幹夫は、返信欄を開いた。指が止まる。「いま安倍川」それだけ打てばいいのに、指が止まる。その止まり方が、まるで自分の人生みたいで、幹夫は少し笑いそうになった。

笑いそうになって、ふと気づく。笑う、というのも、静けさの一部だ。笑いを隠す静けさ。泣きを隠す静けさ。感情を見せない静けさ。でも隠す静けさだけじゃなくて、守る静けさもあるはずだ。誰かに怒鳴り返さないための静けさ。壊れそうな自分を抱える静けさ。今までの静けさが全部悪いわけじゃない。

ただ、静けさだけでは足りない時が来る。

幹夫は親指で文字を打った。

「安倍川の橋。ここ」

送信する。送信の矢印が上へ飛んだ瞬間、胸の奥がきゅっと縮んだ。縮むのに、固まらない。固まらない縮み方を、幹夫は初めて知った気がした。

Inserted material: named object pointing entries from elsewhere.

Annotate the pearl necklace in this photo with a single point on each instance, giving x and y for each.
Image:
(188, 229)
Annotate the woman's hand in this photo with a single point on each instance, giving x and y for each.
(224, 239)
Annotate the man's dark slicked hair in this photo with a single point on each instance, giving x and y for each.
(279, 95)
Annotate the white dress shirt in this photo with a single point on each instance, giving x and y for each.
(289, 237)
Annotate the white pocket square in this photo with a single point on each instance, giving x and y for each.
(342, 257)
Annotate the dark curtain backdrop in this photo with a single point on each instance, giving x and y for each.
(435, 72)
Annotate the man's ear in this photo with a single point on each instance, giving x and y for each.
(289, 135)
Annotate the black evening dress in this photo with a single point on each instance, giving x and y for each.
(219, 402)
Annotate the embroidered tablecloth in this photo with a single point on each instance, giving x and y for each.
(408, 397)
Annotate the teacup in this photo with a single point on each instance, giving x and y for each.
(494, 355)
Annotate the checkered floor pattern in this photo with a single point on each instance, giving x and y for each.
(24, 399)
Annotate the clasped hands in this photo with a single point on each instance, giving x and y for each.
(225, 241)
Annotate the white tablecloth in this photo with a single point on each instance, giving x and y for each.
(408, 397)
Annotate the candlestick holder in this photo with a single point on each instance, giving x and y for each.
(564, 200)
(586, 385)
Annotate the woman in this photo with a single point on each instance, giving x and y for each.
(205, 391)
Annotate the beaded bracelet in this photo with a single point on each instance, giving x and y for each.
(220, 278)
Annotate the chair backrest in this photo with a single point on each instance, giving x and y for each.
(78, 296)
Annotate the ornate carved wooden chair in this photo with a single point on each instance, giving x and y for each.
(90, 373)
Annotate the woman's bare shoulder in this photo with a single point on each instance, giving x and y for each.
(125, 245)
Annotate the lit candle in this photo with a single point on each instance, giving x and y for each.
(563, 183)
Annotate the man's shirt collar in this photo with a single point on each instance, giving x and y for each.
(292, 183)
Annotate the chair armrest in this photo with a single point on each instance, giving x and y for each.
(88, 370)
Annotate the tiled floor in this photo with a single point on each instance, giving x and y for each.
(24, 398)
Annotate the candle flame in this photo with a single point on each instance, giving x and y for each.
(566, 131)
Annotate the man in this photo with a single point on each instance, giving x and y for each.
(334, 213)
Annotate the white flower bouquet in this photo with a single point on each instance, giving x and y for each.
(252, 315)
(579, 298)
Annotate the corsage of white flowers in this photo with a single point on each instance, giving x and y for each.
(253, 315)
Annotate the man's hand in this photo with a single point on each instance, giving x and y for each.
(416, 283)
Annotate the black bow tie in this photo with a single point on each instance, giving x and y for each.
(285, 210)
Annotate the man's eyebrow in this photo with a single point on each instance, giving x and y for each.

それはたぶん、怖さの中に混じった、小さな希望だ。希望は、音がしない。でも、音がしないからこそ、本物っぽい。

父の軽トラが来るまで、幹夫は橋の上で待った。風が吹き、河原の草が揺れ、水面の光が小さく割れる。世界はずっと動いている。幹夫だけが止まっていたわけじゃない。止まっていたのは、出せなかった声だ。

軽トラのエンジン音が近づき、停まった。父が窓を開け、短く言う。

「乗れ」

幹夫は助手席に乗った。車内は土と茶の匂いがした。海の潮とは違うけれど、どちらも“生活”の匂いだと思った。生きる匂い。続く匂い。

父はハンドルを握ったまま、前を見ている。幹夫も前を見る。前を見ながら、幹夫は言ってみた。

「……迎え、ありがとう」

父の肩がほんの少し動いた。「おう」と言うでもなく、父はただ小さく息を吐いた。それが返事なのだと、幹夫は分かった。

分かった瞬間、胸の奥に、言葉が一個だけ座った気がした。まだ少ない。でもゼロじゃない。

幹夫という名の静けさは、たぶんこれからも消えない。消えなくていい。ただ、その静けさの中に、少しずつ言葉を住まわせていけばいい。露みたいに小さな言葉でいい。午後四時の影みたいに、ゆっくり伸びる言葉でいい。

あなたの中にも、名前のつかない静けさがあるなら。それは「何もない」じゃなくて、「ありすぎて言えない」かもしれない。そして、ありすぎるものは、ほんの一言でだけ、外へ出られることがある。

幹夫は窓の外を見た。遠くの空に、薄い富士の輪郭が見えた。見上げるにはまだ怖い気もしたけれど、今日は目を逸らさなかった。逸らさないだけで、静けさの質が、少しだけ変わった。